The Automated System
Finally we automated the algorithm using Python and R to monitor real production time series. The automatic mean shift detection system pulls in many time series data from our monitoring system and determines if an alert should be raised. It also categorizes the alerts as new, continuing, or discontinued. Finally it sends out a daily email of the categorized alerts to a selective group of Fitbit engineers and updates a dedicated monitoring dashboard which is accessible to all Fitbit engineers.

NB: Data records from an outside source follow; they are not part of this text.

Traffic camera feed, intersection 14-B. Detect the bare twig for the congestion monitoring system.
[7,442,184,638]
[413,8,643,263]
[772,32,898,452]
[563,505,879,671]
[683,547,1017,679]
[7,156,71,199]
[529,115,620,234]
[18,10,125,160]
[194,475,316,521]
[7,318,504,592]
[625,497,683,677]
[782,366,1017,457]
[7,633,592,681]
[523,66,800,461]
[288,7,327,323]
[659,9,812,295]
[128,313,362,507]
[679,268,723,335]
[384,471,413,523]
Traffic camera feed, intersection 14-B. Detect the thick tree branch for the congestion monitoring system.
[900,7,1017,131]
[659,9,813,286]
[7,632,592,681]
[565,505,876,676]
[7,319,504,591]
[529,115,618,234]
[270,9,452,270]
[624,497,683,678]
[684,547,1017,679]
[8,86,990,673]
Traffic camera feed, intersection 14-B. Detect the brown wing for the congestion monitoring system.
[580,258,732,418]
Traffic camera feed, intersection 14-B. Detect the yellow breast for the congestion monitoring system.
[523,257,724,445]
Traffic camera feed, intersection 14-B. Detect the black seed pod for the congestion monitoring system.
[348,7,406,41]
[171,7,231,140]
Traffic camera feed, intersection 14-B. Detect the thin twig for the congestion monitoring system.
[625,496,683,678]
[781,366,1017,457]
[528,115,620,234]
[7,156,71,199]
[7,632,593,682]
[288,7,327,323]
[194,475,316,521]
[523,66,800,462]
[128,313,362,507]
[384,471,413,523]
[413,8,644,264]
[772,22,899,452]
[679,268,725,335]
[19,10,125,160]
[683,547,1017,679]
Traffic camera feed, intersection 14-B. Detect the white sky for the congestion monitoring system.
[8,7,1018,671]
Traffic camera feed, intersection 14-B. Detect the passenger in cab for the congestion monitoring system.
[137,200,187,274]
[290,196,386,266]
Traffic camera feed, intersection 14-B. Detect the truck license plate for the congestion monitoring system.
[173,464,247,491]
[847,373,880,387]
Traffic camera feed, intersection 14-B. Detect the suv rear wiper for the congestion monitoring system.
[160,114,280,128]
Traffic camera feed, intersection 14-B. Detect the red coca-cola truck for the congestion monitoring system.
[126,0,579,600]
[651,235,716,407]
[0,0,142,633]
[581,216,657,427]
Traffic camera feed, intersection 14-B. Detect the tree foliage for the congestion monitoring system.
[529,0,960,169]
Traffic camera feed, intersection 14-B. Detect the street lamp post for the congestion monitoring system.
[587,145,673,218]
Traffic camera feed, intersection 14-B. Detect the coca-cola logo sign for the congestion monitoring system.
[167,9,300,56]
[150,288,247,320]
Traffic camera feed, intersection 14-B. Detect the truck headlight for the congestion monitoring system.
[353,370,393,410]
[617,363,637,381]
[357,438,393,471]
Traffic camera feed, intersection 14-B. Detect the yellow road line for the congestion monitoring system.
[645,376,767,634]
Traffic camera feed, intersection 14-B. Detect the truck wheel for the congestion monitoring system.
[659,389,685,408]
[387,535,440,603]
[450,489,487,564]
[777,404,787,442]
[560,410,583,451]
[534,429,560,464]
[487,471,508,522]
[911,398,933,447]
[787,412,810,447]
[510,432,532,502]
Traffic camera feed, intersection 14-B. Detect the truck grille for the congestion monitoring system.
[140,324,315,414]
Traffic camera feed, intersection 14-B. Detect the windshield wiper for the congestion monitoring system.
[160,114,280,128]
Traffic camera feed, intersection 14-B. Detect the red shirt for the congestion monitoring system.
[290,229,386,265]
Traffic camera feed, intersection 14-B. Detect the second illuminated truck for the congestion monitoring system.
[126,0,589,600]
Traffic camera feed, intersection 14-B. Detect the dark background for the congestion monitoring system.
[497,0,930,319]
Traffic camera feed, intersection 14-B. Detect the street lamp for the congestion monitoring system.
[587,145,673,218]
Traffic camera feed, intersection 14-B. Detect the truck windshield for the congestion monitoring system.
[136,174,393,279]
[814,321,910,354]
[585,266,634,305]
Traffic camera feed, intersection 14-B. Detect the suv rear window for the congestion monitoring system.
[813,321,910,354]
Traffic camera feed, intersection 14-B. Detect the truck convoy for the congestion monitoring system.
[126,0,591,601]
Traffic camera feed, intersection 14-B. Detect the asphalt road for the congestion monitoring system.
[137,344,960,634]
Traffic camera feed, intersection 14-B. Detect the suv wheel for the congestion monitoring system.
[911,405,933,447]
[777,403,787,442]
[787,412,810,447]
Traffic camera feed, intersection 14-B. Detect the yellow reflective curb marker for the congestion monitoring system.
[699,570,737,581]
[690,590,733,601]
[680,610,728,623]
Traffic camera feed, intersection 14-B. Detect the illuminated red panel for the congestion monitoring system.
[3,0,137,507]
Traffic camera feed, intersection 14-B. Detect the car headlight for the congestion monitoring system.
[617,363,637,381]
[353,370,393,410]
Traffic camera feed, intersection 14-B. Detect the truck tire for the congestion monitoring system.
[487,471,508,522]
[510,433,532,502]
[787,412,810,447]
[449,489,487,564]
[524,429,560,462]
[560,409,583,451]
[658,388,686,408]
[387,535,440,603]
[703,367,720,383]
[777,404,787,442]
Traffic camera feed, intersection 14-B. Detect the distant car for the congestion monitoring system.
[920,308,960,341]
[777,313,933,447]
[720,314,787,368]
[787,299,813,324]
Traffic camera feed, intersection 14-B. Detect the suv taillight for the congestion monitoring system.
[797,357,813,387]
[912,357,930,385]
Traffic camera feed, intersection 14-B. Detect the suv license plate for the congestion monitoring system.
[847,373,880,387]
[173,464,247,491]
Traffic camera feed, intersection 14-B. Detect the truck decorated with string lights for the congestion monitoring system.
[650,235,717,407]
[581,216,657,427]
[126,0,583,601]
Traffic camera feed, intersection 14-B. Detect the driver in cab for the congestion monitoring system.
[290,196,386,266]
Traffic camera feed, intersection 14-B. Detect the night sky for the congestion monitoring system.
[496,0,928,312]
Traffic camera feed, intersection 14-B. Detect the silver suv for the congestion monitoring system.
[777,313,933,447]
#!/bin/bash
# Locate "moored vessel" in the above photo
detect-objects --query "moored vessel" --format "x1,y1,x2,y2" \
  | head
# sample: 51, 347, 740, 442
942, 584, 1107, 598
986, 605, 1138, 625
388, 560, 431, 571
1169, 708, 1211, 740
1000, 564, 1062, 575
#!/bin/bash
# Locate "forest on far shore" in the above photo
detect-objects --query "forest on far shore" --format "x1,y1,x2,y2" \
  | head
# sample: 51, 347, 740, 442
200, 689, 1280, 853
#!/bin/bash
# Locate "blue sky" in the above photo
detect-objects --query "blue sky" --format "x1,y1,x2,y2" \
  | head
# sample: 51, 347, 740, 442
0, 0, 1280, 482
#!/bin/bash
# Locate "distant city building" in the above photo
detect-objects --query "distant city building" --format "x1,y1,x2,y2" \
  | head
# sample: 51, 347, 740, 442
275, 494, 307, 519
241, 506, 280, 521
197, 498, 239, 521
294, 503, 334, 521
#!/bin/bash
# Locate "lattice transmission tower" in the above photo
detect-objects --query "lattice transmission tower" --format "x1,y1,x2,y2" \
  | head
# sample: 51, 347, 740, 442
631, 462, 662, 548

In my last few weeks at Fitbit, the automatic mean shift detection system has already been useful in identifying a few production trend changes during our testing phase. There is a lot of potential for this system to be expanded beyond performance-related data to monitor all sorts of metrics across Fitbit.
The Internship Experience
Before this summer at Fitbit, I did not have a clear idea what I would do after graduation. I decided to join the Fitbit internship program mostly based on recommendation from a few upperclassmen who seemed to love their Fitbit internship experience. Also, as a tech company with hardware, software, and some interesting health-related datasets, I felt like interning at Fitbit might expose me to different areas.
In the end, I learned quite a few things this summer and they were not all just about work:
- Working with data is a great fit for my math and computer science skill set, and I’d love to explore data science opportunities
- The advanced theoretical classes I took were actually useful! Being able to understand the theory made me much more confident in applying STL and change point detection
- Knowing your own health data, like steps and sleep quality, is both surprisingly empowering and addicting. I freak out everytime I leave my Fitbit Alta at home
- There’s a great Chinese food place called Hunan’s Home near the office
- I can actually run 3 miles without wanting to pass out – who knew! Thank you to my running partner and manager, Bryce Yan, for encouraging this highly sedentary college student to become slightly less sedentary
I want to give a huge shout out my mentor Aaron Floyd, manager Bryce Yan, and the rest of the wonderful Performance and Capacity team for trusting me with this project, supporting me through the journey, and buying me endless coffee (especially David Lam). Also thank you for encouraging me to start running – I’m going to win all those work week challenges! And of course, thank you to Fitbit for giving me this awesome summer 2016 opportunity.
About the Author
Margaret Tian is about to start her junior year at MIT. She is a member of the class of 2018, majoring in Math with Computer Science. She is the managing director of TechX, an MIT club that empowers students through technology. She spent summer 2016 as an intern on Fitbit’s Performance and Capacity team.